Design of siRNAs and transfection
siRNA duplexes targeting unique regions of the new transcripts were selected on the basis of low seed frequency using the siDESIGN Center tool from Thermo Scientific Dharmacon RNAi Technologies. A pool of two to four target-specific siRNAs for ach transcript was used for transfections. All siRNAs, including POU5F1/OCT4 SMART pool siRNA (L-019591-00), siGLO Green transfection indicator (D-001630) and scrambled siRNA (siGENOME Non-Targeting siRNA Pool #1, D-001206-13) were purchased from Thermo Scientific. siRNA transfections were carried out using Lipofectamine RNAiMAX reagent, as recommended by the manufacturer’s protocol for reverse transfection. Briefly, for transfections in 24-well plates, 50 pmol of a mixture of target-specific siRNA duplexes was diluted in 0.1 ml of Opti-MEM serum-free medium (Life Technologies) for each well and added to Matrigel-coated plates. Then, 1.5 μl of Lipofectamine RNAiMAX was added to the wells containing siRNA, and complexes were incubated at room temperature for 15–30 min. H1 hESCs, which had been pretreated with 10 μM ROCK inhibitor Y-27632 for 1 h, were dissociated using Accutase and plated in the wells containing the siRNA-RNAiMAX complexes at 1 × 105 cells per well in 0.4 ml of mTESR1 medium supplemented with 2 μM thiazovivin. For transfection in other vessels, the above protocol was scaled up or down accordingly. All transfections were performed in three replicate wells. Medium was changed every day, and cells were collected on day 2 after transfection.

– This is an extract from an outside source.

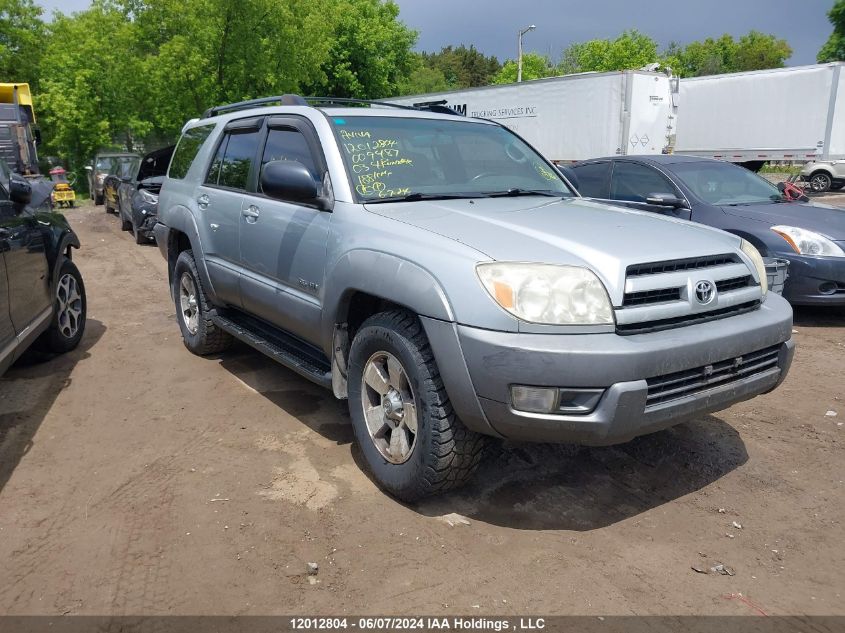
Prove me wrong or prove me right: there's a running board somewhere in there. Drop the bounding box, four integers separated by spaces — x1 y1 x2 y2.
209 311 332 389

Design of overexpression vectors
The sequences of all isoforms for HPAT2, HPAT3 and HPAT5 (identified by Au et al.13) were assembled with Gibson Assembly Cloning technology (NEB). Briefly, gBlocks (gene fragments) were synthesized by Integrated DNA Technologies (IDT), and individual gBlocks were assembled to one gene transcript with Gibson Assembly technology followed by an amplification reaction with Phusion DNA polymerase according to the manufacturer’s instructions. Amplified genes were ligated into the pENTR/D-TOPO vector (Life Technologies) for the Multisite Gateway system. Clones were transformed into One-Shot Competent Escherichia coli, DNA was purified and sequenced, and positive clones were used for a recombination reaction with the Gateway destination vector (pcDNA-DEST40). Subsequent transformation into One-Shot Competent E. coli followed by DNA purification and sequencing for verification of correct cloning resulted in overexpression vectors for each isoform of HPAT2, HPAT3 and HPAT5.
LincRNA labeling with Cy5 and protein microarray analysis
We performed lincRNA labeling followed by probing on Protoarrays (Life Technologies) as previously described35 with the following modification: in vitro transcription of HPAT2, HPAT3 and HPAT5 was performed with the MegaScript kit (Ambion) according to the manufacturer’s instructions.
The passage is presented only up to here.